We know you take pride in your dreadlocks, and no doubt you are washing them often. So how can something like mold in your locks still be a common problem?
Mold likes to grow in dark, wet places. That means that the inside of locs are a perfect host spot for fungi and bacteria to start to grow. It’s dark, and water can sit inside there for longer than you think.
This means that if you are not making sure your hair is fully dried, it’s likely dread rot will become a problem. Many people go to bed with wet dreads, try to let them air dry, or put wet dreads up in a bun.
All of these things can lead to water getting trapped in your dreads, and mold starting to grow.
How To Prevent Dread Rot
The key to keeping your locs clean is to prevent mold from growing in the first place. How do you do that?
The most important thing is to make sure you have time to dry your locks thoroughly after washing them. The easiest way to do this is to use a hairdryer on a low setting. You can also use a drying cap, or sit outside on a warm day and let your hair air dry in the sun.
You may want to hold off on washing your hair if you know you won’t have the right amount of time to dry it thoroughly.

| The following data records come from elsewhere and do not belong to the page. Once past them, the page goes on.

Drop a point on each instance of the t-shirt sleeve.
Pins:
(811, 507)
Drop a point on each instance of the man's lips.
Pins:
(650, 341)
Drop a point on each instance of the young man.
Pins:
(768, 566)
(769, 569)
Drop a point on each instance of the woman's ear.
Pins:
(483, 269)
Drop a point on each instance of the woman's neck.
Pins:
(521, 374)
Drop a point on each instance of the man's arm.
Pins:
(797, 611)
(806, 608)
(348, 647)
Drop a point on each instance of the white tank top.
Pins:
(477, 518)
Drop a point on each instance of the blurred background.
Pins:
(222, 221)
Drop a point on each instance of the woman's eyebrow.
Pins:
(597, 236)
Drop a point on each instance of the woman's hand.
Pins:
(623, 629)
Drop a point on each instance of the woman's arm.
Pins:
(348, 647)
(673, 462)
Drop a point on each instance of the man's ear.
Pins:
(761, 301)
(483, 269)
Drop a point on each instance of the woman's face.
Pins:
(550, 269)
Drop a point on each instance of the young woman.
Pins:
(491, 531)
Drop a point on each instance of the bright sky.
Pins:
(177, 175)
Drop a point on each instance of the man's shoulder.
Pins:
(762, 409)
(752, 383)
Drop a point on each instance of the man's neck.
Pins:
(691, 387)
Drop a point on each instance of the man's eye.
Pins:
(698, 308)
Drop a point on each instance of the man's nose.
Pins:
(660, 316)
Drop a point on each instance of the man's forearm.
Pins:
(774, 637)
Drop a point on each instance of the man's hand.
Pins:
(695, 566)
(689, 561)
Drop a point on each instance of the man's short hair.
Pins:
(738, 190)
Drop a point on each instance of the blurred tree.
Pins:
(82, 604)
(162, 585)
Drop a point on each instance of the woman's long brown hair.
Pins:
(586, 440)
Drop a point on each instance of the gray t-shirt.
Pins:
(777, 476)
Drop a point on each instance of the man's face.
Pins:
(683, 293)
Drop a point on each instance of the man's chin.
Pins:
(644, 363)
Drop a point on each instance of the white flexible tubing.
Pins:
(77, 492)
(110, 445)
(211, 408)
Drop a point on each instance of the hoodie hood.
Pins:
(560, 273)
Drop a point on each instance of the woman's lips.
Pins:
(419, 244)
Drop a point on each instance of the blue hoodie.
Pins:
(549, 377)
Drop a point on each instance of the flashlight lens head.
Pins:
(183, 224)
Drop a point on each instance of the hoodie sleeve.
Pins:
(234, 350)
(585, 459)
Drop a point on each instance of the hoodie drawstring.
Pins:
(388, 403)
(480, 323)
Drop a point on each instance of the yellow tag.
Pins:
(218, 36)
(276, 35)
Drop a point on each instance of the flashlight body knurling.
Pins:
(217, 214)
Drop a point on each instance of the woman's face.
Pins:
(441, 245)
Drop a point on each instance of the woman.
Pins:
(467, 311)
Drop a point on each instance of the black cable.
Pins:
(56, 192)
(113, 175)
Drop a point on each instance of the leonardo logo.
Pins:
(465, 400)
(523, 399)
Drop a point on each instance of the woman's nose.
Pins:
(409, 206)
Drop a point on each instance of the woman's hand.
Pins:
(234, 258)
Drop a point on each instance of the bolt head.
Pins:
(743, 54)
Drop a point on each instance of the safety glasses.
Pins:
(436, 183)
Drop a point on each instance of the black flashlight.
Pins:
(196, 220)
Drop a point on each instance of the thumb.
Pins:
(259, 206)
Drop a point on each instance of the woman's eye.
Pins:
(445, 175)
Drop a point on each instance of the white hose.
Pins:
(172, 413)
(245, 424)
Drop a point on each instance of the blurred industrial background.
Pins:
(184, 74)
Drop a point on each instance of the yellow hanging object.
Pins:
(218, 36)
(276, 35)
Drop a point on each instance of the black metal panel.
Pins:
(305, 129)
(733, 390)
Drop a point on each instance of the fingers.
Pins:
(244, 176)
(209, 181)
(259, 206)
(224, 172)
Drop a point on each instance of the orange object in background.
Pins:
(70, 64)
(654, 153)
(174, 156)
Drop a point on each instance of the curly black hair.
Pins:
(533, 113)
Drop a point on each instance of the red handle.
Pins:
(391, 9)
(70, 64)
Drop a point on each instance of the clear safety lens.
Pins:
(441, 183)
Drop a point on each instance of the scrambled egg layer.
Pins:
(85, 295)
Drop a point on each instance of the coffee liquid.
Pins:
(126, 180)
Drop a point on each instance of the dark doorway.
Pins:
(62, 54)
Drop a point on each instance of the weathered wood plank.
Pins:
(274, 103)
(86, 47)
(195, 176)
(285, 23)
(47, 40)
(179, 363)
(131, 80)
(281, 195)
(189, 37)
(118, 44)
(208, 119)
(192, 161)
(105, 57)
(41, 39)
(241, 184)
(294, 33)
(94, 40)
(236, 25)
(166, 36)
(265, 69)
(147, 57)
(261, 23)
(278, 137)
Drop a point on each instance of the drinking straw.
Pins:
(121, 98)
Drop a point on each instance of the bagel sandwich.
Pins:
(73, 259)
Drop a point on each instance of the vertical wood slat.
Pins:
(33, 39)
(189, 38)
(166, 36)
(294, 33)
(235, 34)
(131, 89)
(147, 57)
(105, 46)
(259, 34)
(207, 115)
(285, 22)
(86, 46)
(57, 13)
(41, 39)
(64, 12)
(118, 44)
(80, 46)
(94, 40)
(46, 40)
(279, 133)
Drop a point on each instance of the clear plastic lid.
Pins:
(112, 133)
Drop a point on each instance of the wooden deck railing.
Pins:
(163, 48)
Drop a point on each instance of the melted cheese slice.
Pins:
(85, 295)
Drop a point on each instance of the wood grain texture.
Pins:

As mentioned before, don’t go to bed with wet dreads, or put your hair up in a bun or ponytail before they’ve had a chance to dry. This traps in the moisture and gives mold a perfect home to grow.
You may want to try one of the suggested rinses above every twice a year, even before you become concerned about dread rot. This will help kill any bacteria that has begun to grow before it becomes a serious problem.
How Can You Avoid Lint Buildup?
As mentioned before, sometimes dreadlocks will appear to have white spots on them. This isn’t mold but instead could be lint buildup. You can avoid having your locs pick up lint by wearing a scarf or cap to bed, or even while changing your clothes.
In addition, keep your hair clean and use our deep cleaning rinses often. Avoid using too many products on your hair after your wash, to help avoid product buildup.
Fear Of Dread Rot
One last suggestion- don’t become too intimidated by dread rot. One time of not drying your hair properly will likely not lead to a full dread rot problem.
And even if you are worried dread rot has already set in, taking the steps above will help you clean out your dreads and prevent dread rot in the future.